Men's Sports Sports

Andrew Ma makes his presence felt on the field for Springfield men’s soccer

Danny Priest

SPRINGFIELD – Twelve games into the season, the Springfield College men’s soccer team is sitting at 9-3, and when looking over the season statistics the team’s top three point leaders on the year have 12, eight and eight points, respectively.

Senior Brad Deckel, who leads the team with 12 points (five goals, two assists), and senior Christian Schneider, who is tied for second on the team with his eight points (three goals, two assists) are both familiar faces who have been contributors to the Pride for a long time.

However, tied for second on the team in points is a newcomer, with an identical goal and assist total on the year to Schneider. Andrew Ma has made his presence felt this season with his performance on the pitch.

Ma is only a freshman at Springfield, so he is not as familiar in the scoring book as Deckel and Schneider, who have been around three years each now, but still Ma has made himself known quickly on Alden street due to his strong play.

All the way back in August, Ma burst onto the scene with a three-point performance against Potsdam at the Best Western Plus Cardinal Classic in Springfield’s season opener. During the game he assisted Deckel for the Pride’s first goal of the season, and then later he added a goal of his own, a bicycle kick no less, to get his first career goal.

For Ma, it did not take him long to acclimate to his team.

“It really didn’t take that long. It took maybe about a week or two,” he said. “The seniors really helped me transition into this whole college playing style a lot quicker.”

Ma is from Upper Saddle River, New Jersey and although he stands only 5’ 9” tall, his quickness has been his greatest asset for him on the field at the collegiate level.

“I definitely feel like my speed and my technical ability helps me the most on the field,” he said.

Ma reads the game well, and he is cognizant of his own abilities, which usually leads to him being a step ahead of the opposition.

“I know I won’t be able to body guys off the ball mostly, or win headers. I really try to use my soccer knowledge to my advantage over other players,” he said.
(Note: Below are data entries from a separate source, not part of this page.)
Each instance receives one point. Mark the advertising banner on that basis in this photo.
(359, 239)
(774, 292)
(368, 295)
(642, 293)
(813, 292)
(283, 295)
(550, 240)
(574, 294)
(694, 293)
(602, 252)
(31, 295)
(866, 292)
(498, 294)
Ma has earned the trust of his head coach, Tommy Crabill, and has earned himself substantial playing time this year. “Andrew is very technical, and he reads the game very well. Like a lot of our players, he comes from playing at a very high level before getting to college, so he’s used to the speed of play being fast,” Crabill said.

Ma’s quickness has allowed him to thrive in his freshman campaign. “Speed and change of pace is really important. Especially on our field, the ball moves so quickly that players that can really get into their sprint in really tight spaces are really, really effective,” Crabill said.
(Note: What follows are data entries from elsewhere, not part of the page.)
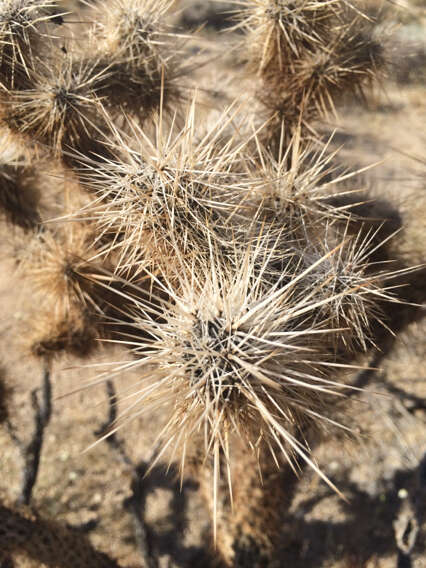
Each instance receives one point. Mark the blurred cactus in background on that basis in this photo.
(223, 246)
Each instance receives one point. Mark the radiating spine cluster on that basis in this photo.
(229, 266)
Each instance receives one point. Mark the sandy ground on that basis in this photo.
(382, 473)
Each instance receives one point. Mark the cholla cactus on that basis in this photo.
(231, 266)
(24, 24)
(308, 55)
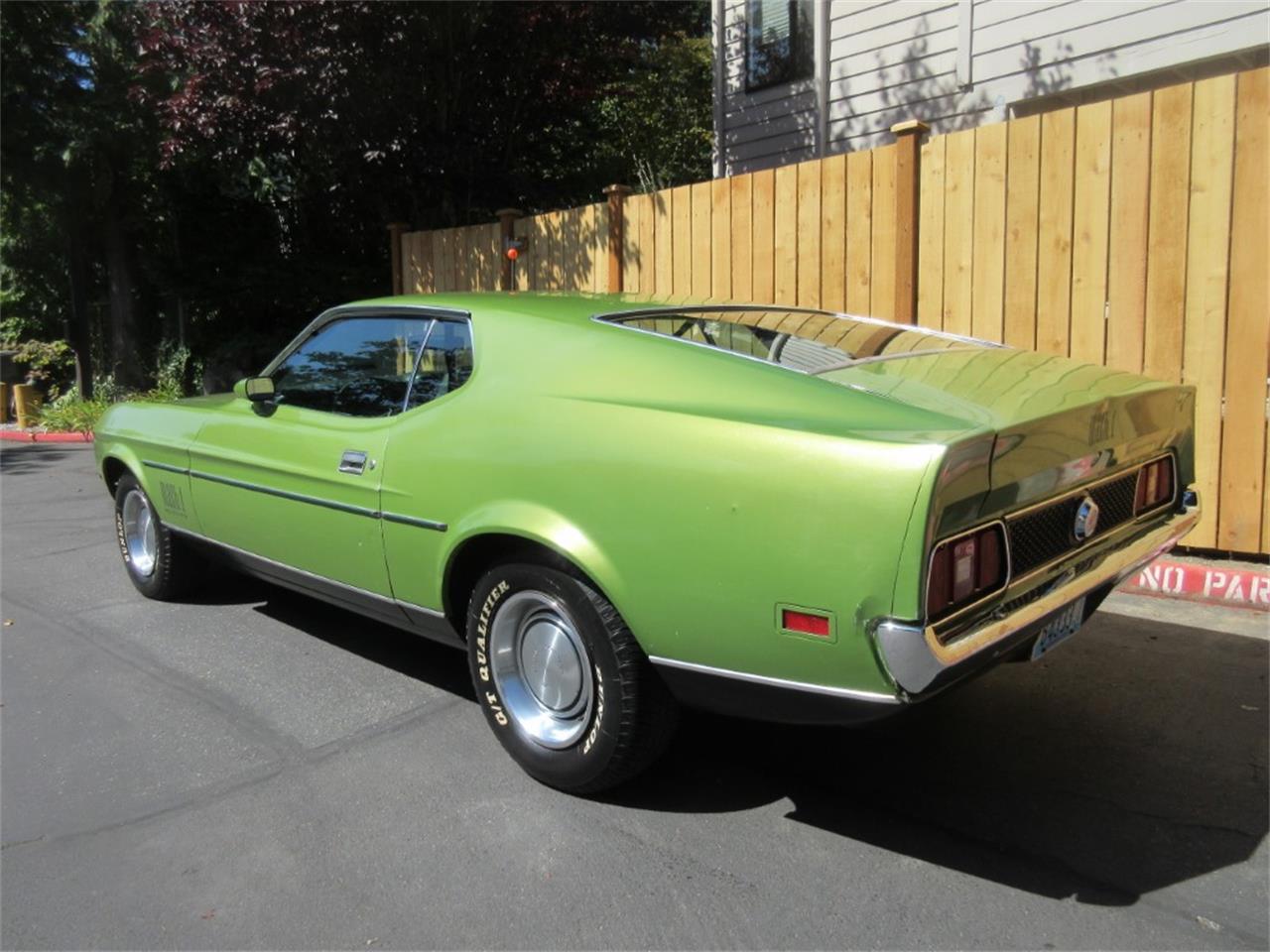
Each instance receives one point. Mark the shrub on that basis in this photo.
(73, 416)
Ma, like some of his fellow teammates, is one of those guys that can accelerate quickly and shine in tight spots.

“Guys that are very, very quick and shifty in two to five yard spaces can have a lot of success, he’s one of those guys. When we get into those really dangerous areas, he can move by people quickly and we definitely want to find ways to bring it into the game,” Crabill said.

So far, so good. After his initial outburst in the season opener, Ma went quiet in the scoring department, but he broke out in a big way against Clark University on September 29, scoring two goals in the win.
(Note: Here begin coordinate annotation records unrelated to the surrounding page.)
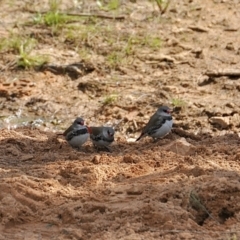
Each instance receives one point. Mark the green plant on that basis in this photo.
(114, 59)
(111, 5)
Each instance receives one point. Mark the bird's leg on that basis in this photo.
(108, 148)
(155, 140)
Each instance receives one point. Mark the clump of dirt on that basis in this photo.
(140, 189)
(115, 65)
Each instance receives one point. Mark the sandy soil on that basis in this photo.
(186, 186)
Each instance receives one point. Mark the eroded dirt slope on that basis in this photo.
(112, 71)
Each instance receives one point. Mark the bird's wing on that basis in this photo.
(76, 132)
(97, 135)
(68, 130)
(155, 123)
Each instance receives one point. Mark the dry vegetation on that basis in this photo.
(114, 62)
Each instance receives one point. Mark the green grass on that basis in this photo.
(22, 47)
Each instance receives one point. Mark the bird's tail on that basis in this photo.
(140, 137)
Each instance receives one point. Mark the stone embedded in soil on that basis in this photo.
(96, 159)
(135, 190)
(223, 122)
(181, 146)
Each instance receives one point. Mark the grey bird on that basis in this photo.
(102, 136)
(77, 134)
(159, 125)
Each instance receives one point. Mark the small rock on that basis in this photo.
(134, 191)
(181, 146)
(130, 159)
(96, 159)
(235, 120)
(224, 122)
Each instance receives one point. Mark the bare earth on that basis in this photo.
(185, 186)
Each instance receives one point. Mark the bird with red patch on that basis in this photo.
(159, 125)
(77, 134)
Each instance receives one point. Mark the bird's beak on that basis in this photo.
(89, 130)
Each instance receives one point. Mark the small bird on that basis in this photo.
(102, 136)
(159, 125)
(77, 134)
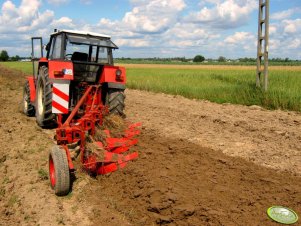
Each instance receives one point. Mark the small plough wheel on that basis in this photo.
(115, 101)
(27, 107)
(59, 174)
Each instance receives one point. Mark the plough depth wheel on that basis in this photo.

Ma feels comfortable in Crabill’s system, and that comfort level has helped him to sustained success.

“Coach gives me directions like ‘try to go end line if I can,’ but if that doesn’t work I’ll cut in, or try to find a cross pass to Christian (Schneider),” he said.

Crabill allows his players freedom to be innovative, and it has brought out the best in the freshman. “It’s not necessarily super strict on what I have to do, but it’s more of a guideline, rather than a set of instructions like do this or else you won’t play,” Ma said.

The results have pleased Crabill thus far. “There’s plenty of growth for him, he’s very quick and [has] good control of the ball and he reads the game well. He’s usually thinking ahead of other players on the opposition, and I’m really happy that he’s been able to find success in the way that he has. We’ve obviously leaned on him recently for some really important production, so it’s good to see,” Crabill said.

For Ma, he just wants to keep producing in any way he can for his team.“I want to help the team win,” he said. “Whether it’s an assist, or a goal, or even creating the play from the start. I don’t necessarily think about personal goals, it’s kind of just do whatever it takes to win.”